YZF-RシリーズらしいSS(スーパースポーツ)然としたアグレッシブなデザインのYZF-R7だが、その位置付けはエントリーモデルとハイスペックモデルの中間だ。
「YZF-R1」や「YZF-R6」のような大型SSは、サーキット走行を前提に作り込んでいくと公道走行を楽しみきれなくなる。ヤマハによれば、エントリークラスの「YZF-R3」や「YZF-R25」に乗っているユーザーの中には、そうした大型SSに対して「扱いきれるかな」と不安を抱いている一方で、自身の現状については「SSを楽しみきれていないのでは」との不満を感じている人もいるそうだ。
「YZF-R7」はSSユーザーの不安と不満に対応する“ちょうどいいモデル”を目指したという。GB統括部スポーツGの兎田潤一氏は、「次のステップに進むための中間バランスを目指して作り込んだ」とする。特にこだわったのが、若年ライダーであっても思い切り楽しめる十分な性能を持たせることだった。
「MT-07」との共用部品をブラッシュアップ
ここからは「YZF-R7」の特徴を確認していきたい。
YZF-R7は「MT-07」とコンポーネントを共用しているが、当然ながら、MT-07を単純にフルカウル化しただけのモデルではない。
まずは、フロントフォークのオフセット。MT-07が40mmであるのに対し、YZF-R7は35mmと5mm小さくなっている。これによりトレール量が増し、直進安定性が向上している。
アンダーブラケット形状は最適化解析による高剛性化を図った。フロントだけ剛性を上げるとバランスが崩れてしまうため、車両中央にはフレーム上下を結ぶセンターブレースを追加。リアアームピボット回りの剛性も向上させた結果、前後ねじり剛性はそれぞれ約20%アップしている。
スポーツ走行に適したライディングポジションを目指し、シート高は835mmに変更(MT-07は805mm)。着座位置の移動を考慮し、シート後段の座面は外側まで広く取り、よりスポーツ走行に適した形状とした。
最後はスタイリングだが、YZF-R7のポイントは、機能とデザインを両立させることにより、現行YZF-Rシリーズの中で最もスリムな車体に仕上がっているところだ。
ヘッドランプはダクト内に収納し、カウルデザインのすっきりとした顔回りを印象付けている。アルミ素材を採用したアンダーカウルはスリム化だけでなく、ほかのSSと比べても遜色のないバンク角53度の確保にも寄与しているそうだ。
「YZF-R7」に試乗!
試乗してみた印象では、ライディングポジションはYZF-R3、YZF-R25あたりと比べると低くてスポーティーだが、YZF-R6などと比べればアップめで乗りやすい。
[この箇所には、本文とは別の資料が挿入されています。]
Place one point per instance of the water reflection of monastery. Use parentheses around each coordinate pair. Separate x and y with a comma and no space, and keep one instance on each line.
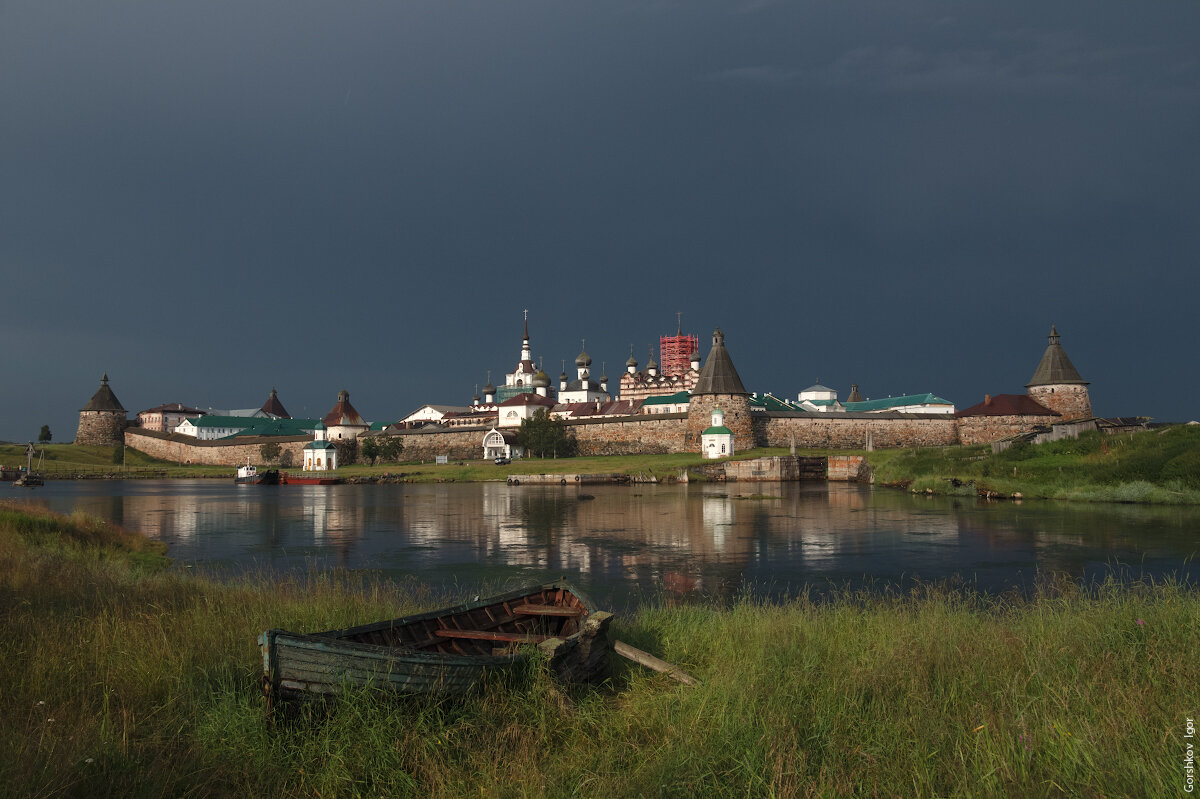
(647,540)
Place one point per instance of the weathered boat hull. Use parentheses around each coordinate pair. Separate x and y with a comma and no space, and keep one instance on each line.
(269,478)
(443,652)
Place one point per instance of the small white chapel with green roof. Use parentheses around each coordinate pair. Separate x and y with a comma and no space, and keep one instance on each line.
(319,455)
(717,442)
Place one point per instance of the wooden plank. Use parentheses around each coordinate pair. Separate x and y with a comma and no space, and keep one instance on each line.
(546,610)
(651,661)
(480,635)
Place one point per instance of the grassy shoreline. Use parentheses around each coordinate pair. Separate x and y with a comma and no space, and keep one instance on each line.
(1151,467)
(126,678)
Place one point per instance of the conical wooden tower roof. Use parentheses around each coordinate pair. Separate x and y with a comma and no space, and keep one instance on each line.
(343,413)
(103,398)
(1055,367)
(273,406)
(718,376)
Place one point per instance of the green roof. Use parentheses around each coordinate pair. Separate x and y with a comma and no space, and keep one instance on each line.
(897,402)
(258,426)
(771,402)
(669,398)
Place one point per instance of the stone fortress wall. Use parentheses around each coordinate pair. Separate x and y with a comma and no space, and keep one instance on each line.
(100,427)
(659,433)
(185,449)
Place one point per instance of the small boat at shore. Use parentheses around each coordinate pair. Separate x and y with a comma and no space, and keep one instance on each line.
(25,476)
(442,652)
(250,475)
(29,480)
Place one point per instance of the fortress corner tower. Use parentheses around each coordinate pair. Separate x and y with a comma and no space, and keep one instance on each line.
(719,386)
(102,420)
(1056,383)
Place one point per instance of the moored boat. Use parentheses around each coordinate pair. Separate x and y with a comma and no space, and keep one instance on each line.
(442,652)
(250,475)
(29,480)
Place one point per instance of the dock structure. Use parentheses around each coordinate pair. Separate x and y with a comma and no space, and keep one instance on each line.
(567,479)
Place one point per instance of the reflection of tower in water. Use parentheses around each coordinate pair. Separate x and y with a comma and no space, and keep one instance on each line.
(335,516)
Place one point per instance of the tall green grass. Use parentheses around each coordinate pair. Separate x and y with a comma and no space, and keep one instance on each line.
(125,680)
(1157,466)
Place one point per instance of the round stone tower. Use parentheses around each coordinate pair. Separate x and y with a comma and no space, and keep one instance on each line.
(1056,383)
(719,386)
(102,420)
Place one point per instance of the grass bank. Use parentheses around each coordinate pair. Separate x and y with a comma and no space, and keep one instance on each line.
(661,467)
(124,678)
(1157,466)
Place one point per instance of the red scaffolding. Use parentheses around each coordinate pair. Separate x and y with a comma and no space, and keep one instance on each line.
(676,353)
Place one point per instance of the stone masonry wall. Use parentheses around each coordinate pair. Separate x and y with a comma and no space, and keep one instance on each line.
(100,427)
(856,431)
(1069,400)
(185,449)
(631,434)
(985,430)
(850,468)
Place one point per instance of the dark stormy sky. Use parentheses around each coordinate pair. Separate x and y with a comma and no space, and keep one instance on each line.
(208,199)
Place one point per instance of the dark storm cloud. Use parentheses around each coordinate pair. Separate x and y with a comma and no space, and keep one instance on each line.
(898,194)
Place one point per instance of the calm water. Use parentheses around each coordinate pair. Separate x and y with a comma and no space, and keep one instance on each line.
(623,544)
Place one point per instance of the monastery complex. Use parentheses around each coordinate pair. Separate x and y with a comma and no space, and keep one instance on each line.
(685,404)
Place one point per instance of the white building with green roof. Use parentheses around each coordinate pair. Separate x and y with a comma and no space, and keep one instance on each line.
(319,455)
(717,442)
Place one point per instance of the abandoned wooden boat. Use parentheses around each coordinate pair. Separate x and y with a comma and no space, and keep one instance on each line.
(448,650)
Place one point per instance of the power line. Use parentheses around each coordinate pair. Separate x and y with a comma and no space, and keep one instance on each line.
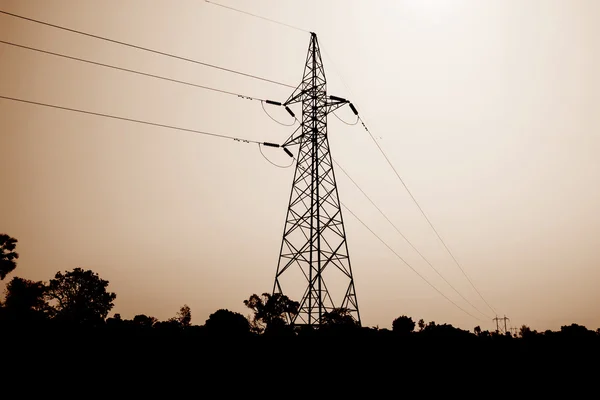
(131,120)
(426,218)
(409,266)
(406,239)
(131,71)
(257,16)
(146,49)
(410,193)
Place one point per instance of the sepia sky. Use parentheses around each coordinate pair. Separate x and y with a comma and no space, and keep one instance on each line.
(487,109)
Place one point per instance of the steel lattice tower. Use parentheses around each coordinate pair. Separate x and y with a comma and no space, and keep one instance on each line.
(314,264)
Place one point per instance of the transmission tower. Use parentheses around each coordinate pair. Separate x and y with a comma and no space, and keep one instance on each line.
(314,264)
(497,319)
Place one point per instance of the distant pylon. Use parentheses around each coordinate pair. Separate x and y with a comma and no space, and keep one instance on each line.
(314,263)
(505,318)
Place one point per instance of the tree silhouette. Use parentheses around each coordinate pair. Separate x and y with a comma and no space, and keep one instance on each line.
(8,256)
(225,322)
(24,301)
(80,297)
(270,310)
(184,316)
(143,321)
(403,325)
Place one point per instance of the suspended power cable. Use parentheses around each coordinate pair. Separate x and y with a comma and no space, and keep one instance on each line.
(147,49)
(131,71)
(410,266)
(134,120)
(256,16)
(408,241)
(262,103)
(345,122)
(426,218)
(361,119)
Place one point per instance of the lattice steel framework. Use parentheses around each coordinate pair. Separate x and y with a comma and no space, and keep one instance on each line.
(314,247)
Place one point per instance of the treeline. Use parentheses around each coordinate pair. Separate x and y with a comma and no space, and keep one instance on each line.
(79,301)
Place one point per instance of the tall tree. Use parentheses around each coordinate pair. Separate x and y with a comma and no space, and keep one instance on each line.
(270,310)
(8,256)
(184,316)
(403,325)
(25,300)
(80,296)
(227,323)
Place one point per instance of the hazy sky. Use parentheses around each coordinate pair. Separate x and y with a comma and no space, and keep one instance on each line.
(488,109)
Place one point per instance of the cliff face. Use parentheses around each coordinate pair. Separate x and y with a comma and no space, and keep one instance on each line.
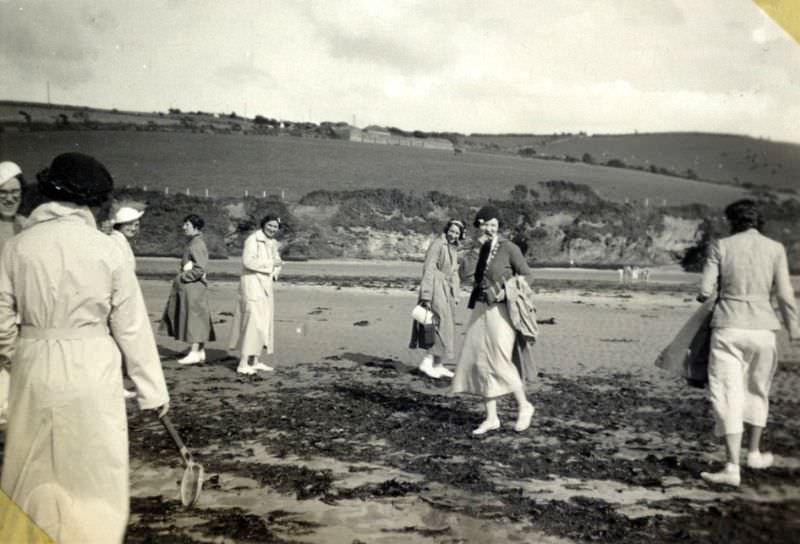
(391,224)
(550,246)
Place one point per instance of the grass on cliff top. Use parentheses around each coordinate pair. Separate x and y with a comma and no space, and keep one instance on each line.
(227,165)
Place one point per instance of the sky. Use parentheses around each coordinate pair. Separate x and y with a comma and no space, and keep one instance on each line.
(469,66)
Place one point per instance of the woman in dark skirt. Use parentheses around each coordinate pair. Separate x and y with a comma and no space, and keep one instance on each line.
(187,316)
(438,292)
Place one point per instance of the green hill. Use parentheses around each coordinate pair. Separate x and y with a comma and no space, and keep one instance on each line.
(723,158)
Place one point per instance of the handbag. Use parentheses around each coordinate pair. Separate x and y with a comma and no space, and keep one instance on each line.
(426,335)
(422,315)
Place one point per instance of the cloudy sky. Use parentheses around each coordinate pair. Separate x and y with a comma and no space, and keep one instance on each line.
(600,66)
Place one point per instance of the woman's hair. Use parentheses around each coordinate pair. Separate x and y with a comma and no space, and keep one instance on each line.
(461,227)
(270,217)
(743,214)
(77,178)
(486,213)
(195,220)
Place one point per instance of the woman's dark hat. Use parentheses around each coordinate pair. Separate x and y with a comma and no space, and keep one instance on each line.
(485,214)
(76,178)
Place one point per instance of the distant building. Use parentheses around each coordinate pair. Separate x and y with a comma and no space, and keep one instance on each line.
(375,135)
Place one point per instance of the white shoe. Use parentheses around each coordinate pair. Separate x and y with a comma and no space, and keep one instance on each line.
(759,460)
(426,367)
(443,372)
(193,357)
(487,426)
(728,476)
(524,417)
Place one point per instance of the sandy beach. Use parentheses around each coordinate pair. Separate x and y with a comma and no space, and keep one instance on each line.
(347,443)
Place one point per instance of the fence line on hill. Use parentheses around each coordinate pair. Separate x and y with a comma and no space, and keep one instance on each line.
(206,193)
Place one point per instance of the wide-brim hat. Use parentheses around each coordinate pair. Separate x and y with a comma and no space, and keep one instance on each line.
(8,171)
(486,213)
(126,214)
(77,178)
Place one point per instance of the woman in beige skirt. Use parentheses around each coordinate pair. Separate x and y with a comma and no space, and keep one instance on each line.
(485,366)
(253,328)
(745,268)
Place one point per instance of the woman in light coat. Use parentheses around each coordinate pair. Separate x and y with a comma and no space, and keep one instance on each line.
(438,292)
(125,227)
(12,183)
(80,311)
(187,316)
(253,327)
(485,366)
(745,268)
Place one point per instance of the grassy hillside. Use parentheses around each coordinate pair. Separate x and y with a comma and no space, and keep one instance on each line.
(227,165)
(724,158)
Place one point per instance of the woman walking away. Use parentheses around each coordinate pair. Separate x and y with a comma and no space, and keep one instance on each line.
(187,316)
(485,366)
(438,292)
(79,309)
(11,185)
(125,226)
(745,268)
(253,327)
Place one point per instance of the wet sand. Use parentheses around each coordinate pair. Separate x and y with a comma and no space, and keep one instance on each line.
(347,443)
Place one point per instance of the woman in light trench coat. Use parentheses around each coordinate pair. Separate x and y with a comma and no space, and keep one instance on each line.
(187,316)
(80,311)
(253,327)
(439,291)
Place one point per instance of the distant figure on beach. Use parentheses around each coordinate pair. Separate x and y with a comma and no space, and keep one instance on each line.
(125,227)
(69,311)
(743,356)
(253,327)
(438,292)
(187,316)
(486,365)
(12,183)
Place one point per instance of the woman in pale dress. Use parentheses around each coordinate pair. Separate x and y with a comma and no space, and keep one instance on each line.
(485,367)
(187,316)
(746,269)
(12,183)
(438,292)
(125,226)
(66,458)
(253,328)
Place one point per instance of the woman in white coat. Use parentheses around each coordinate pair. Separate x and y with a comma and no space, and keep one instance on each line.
(746,269)
(80,311)
(253,327)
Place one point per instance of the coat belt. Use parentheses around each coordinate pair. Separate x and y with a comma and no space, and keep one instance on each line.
(42,333)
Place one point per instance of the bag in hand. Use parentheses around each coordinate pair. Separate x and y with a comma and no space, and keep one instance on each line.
(426,334)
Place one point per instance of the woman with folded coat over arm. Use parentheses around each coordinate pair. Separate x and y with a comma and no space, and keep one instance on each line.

YZF-R1など本格SSの場合、一度コーナーで失敗してしまうと「そこまで」という感じになってしまい、立て直すのがなかなか難しいものだが、YZF-R7はトルクがあるため、失敗したところからでもリカバリーがきくように感じた。ワインディングでも実感できそうな美点だ。
そして何より、車体が軽いため疲れにくい。サーキット走行は30分~45分を1日で2~3セットこなすケースが多いというが、YZF-R7は経験の浅い初心者ライダーにとって格好の相棒になりそうだ。
これ1台あれば、街中からサーキットまで幅広く楽しめそうなYZF-R7。大型自動二輪免許を取得して最初に乗る1台に選択するのもいいかもしれない。